1. Why should we use caching ?

Basically, it takes time and processing power to dynamically generate each requested webpage, in PostNuke or any other dynamic website. This affects not only the webserver itself (load), but also the visitors of your website (response time). So it makes sense to try and reduce the effort (in time and resources) needed to present a particular page, especially if it's requested frequently like your homepage.

One of the ways to do that is by caching : you generate the webpage dynamically only once every so often, and you save the resulting HTML page in a "cache" somewhere (e.g. database, file, memory). Next time someone requests that page, you then simply retrieve the prepared HTML page and send it back, instead of regenerating the page dynamically again.

Obviously, you only gain something when it takes longer to regenerate the page than to retrieve it from cache - otherwise you might as well not bother. Based on performance tests, even simple pages like backend.php can profit from caching, let alone complex ones like the homepage...

2. What elements should we cache ?

There are different levels of caching that could be done in an environment like PostNuke.

The first (and most effective) way is to cache the whole page, based on the requested URL for instance. This has the advantage that lookups in the cache are pretty much limited to a single step, and that time and load are reduced to the strictest minimum. Of course, this comes at the cost of "space" - you'll have to store many whole pages, even though many of the building blocks (header/footer, menu, blocks, ...) will remain the same from page to page.

So a second way is to cache the HTML output of the individual building blocks, and to reconstruct the requested page from those cached building blocks. You still gain by the fact that it's the generation of those building blocks that takes the most time, not the action of putting them together, but time and load *will* be higher than with the first option.

Since PostNuke users may potentially have different themes for the same page, a third way of caching would be to save the block/module results *before* they're processed for final output by the selected theme. This further decreases the amount of "space" needed for the cache, but again increases time and load compared to the previous option.

To give you an idea of the impact of the different caching levels, here are the measured response times for the homepage of a fairly large PostNuke site. The test includes a mix of anonymous visitors (potentially cached) and registered users (uncached), and the occasional regeneration of the cached content :

    - no caching : 676 ms (median = 655 ms)
    - variable caching per individual block/item : 395 ms (median = 310 ms)
    - output caching per individual block/item : 351 ms (median = 283 ms)
    - output caching per group of blocks/module : 312 ms (median = 236 ms)
    - output caching of all page elements : 301 ms (median = 225 ms)
    - output caching of the whole page : 279 ms (median = 200 ms)

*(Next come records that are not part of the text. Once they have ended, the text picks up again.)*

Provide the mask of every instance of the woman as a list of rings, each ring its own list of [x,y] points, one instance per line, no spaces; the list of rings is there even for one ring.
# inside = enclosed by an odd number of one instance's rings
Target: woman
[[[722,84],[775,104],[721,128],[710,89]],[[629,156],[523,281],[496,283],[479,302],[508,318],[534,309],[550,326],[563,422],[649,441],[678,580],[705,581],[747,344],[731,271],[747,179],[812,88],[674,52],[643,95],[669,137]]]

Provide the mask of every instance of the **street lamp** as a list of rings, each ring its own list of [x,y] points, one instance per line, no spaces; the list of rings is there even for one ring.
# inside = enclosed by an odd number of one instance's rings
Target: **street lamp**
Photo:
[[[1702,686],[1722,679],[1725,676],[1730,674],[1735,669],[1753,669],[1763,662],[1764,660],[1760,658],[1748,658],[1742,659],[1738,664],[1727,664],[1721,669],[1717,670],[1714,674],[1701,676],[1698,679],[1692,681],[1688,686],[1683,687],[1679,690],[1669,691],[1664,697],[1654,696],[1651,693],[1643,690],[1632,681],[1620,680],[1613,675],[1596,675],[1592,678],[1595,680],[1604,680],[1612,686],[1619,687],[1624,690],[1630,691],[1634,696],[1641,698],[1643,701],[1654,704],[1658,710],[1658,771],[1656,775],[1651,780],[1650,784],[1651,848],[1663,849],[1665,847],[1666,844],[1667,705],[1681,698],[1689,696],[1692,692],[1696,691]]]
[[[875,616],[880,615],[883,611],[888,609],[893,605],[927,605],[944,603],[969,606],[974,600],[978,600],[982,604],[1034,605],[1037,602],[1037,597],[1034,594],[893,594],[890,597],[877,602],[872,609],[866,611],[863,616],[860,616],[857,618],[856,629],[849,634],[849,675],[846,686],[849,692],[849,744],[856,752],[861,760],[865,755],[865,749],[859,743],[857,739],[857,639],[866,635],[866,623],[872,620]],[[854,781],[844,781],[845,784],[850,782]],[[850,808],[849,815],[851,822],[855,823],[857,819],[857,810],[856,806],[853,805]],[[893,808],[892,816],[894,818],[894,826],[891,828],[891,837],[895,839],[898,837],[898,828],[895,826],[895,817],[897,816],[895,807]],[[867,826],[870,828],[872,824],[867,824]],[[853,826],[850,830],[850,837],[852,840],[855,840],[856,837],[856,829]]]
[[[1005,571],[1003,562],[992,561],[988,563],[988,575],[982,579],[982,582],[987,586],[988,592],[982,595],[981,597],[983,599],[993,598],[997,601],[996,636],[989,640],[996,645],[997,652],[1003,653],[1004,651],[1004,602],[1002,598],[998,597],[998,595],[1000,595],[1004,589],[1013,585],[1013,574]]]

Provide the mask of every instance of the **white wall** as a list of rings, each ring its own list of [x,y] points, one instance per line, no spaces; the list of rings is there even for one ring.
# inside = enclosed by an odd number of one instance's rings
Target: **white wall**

In this test, the server is able to serve 1.48 requests/second in the "no caching" situation, and 3.58 requests/second when doing "whole page caching".

[Note 1 : in this test configuration, there was a "fixed cost" of 179 ms to load the PostNuke core (for PN .713), so by stream-lining the loading of the PostNuke core in case of caching, we should get well below the 100 ms mark, even for pages cached in the database]

[Note 2 : the measured response times should be taken as a *relative* performance indicator, not as absolute values that will apply for your server configuration...]

For now, we'll continue on the assumption that we aim for page caching, and return to the issue of block caching later on.

3. What pages can be cached ?

In short, any URL that :

    - is frequently requested, and
    - takes a relatively long time/load to generate, and
    - is likely to remain identical
    - for a certain period of time
    - and for a certain group of visitors (with the same permissions)

is a good candidate for caching.

Statistics based on webserver logfiles show that even for large sites, as much as 70% of all page requests concern only the first top 25 pages, or as much as 60% concern the first top 10 pages, with the rest of the page requests spread out all over the site.

Obviously, this will vary from site to site and on the profile of your visitors, but most likely there will still be a very small set of pages that make up the majority of your 'hits'. Those are the prime candidates for caching...

4. How often should we refresh cached pages ?

In order to determine how well a caching system performs, people often use the notion of "Cache Hit Rate" : the number of times a page was served from cache, compared to the total number of hits for that page. For example, a cache hit rate of 25% means that 1 page out of 4 can be served from cache, and it doesn't need to be regenerated from scratch again. A cache hit rate of 75% means that 3 pages out of 4 come from the cache...

The figure below shows a simulation of the cache hit rate for the top N pages, with different caching strategies. The legend shows the total number of hits for each of the top N pages.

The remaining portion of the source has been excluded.